Falling short of its SDG3 billion (US$62.9 million) target, Sudan has only raised SGD1.5 billion (US$31.45 million) through the issuance of a maiden ‘gold Sukuk’ facility with the proceeds aimed at helping the country ease its liquidity crunch. MARC ROUSSOT reports.
The short-term paper, which follows the Mudarabah structure and carries an expected yield of 25-35% per year, had been marketed to both retail and wholesale investors for 17 days until the 31st October.
The transaction was designed to “attract national saving and encourage investments, provide a legitimate Islamic tool to manage liquidity and push the financial policies, assist the Central Bank of Sudan in providing resources for foreign exchange, develop the local capital markets and achieve a profitable return for investors,” Osama Hussein Abdelshakour, the head of the Securities Department of Sudan Financial Services Company, which managed the deal, told IFN.
A total of three million securities worth SDG1,000 (US$20.97) each were initially expected to be printed with the funds to be used for the acquisition of about two tons of gold mined in the country where 78 tons of gold have been extracted during the first nine months of the year, according to the Sudanese Minerals Resources Company, the monitoring arm of the Sudan Minerals Ministry.
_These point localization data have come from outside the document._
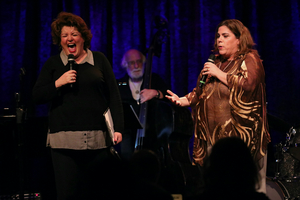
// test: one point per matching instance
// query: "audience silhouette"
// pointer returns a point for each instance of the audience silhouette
(230, 172)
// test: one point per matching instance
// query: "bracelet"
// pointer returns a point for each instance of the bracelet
(158, 94)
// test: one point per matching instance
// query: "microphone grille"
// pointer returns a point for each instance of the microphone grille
(211, 58)
(70, 57)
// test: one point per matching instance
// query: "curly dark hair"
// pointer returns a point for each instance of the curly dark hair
(69, 19)
(241, 32)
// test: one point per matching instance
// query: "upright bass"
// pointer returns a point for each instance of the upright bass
(167, 130)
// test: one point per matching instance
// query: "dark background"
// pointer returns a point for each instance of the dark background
(25, 42)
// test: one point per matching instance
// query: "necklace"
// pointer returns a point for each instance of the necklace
(226, 65)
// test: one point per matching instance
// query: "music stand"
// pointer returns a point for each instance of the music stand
(131, 120)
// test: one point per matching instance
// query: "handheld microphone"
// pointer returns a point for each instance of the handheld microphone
(211, 59)
(71, 61)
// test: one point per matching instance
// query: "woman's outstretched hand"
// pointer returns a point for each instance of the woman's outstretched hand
(182, 101)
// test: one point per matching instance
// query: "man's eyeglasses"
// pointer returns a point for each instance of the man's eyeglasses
(133, 62)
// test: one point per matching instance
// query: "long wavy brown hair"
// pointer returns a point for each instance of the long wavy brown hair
(69, 19)
(241, 32)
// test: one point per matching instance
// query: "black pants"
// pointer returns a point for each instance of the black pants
(82, 174)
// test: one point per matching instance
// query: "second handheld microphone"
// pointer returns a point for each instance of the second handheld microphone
(211, 59)
(71, 61)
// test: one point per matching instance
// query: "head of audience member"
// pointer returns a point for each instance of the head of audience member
(233, 39)
(133, 62)
(230, 168)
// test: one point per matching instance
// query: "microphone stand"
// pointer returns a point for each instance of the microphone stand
(20, 116)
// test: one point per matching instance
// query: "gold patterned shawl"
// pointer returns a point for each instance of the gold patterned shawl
(238, 109)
With its sovereign Sukuk only 50% subscribed, Sudan is likely to reduce the amount of precious metal it will purchase and then sell to international investors. The hard currencies obtained from the trade will help Sudan swell the empty coffers of its apex bank struggling to keep the country’s economy afloat.
After 20 years of US sanctions that ended in October last year and with the independence of South Sudan in 2011 depriving Khartoum of two-thirds of its oil reserves, its main source of foreign currencies, the northeast African country has been struggling financially.
Over the past 12 months, the Sudanese pound lost 86% of its value against the dollar due to successive devaluations while in June, inflation rose to 63.87% year-on-year according to the Central Bureau of Statistics, and the IMF foresees the country’s unemployment rate to reach 19.5% of the population in 2018.
Much-needed foreign direct investments have also remained low with inflows at US$209.4 million as of June 2018 as Sudan is still on the US list of state sponsors of terrorism.
However, an agreement has been reached last week with US President Donald Trump’s administration for the opening of negotiations to remove the country from the list.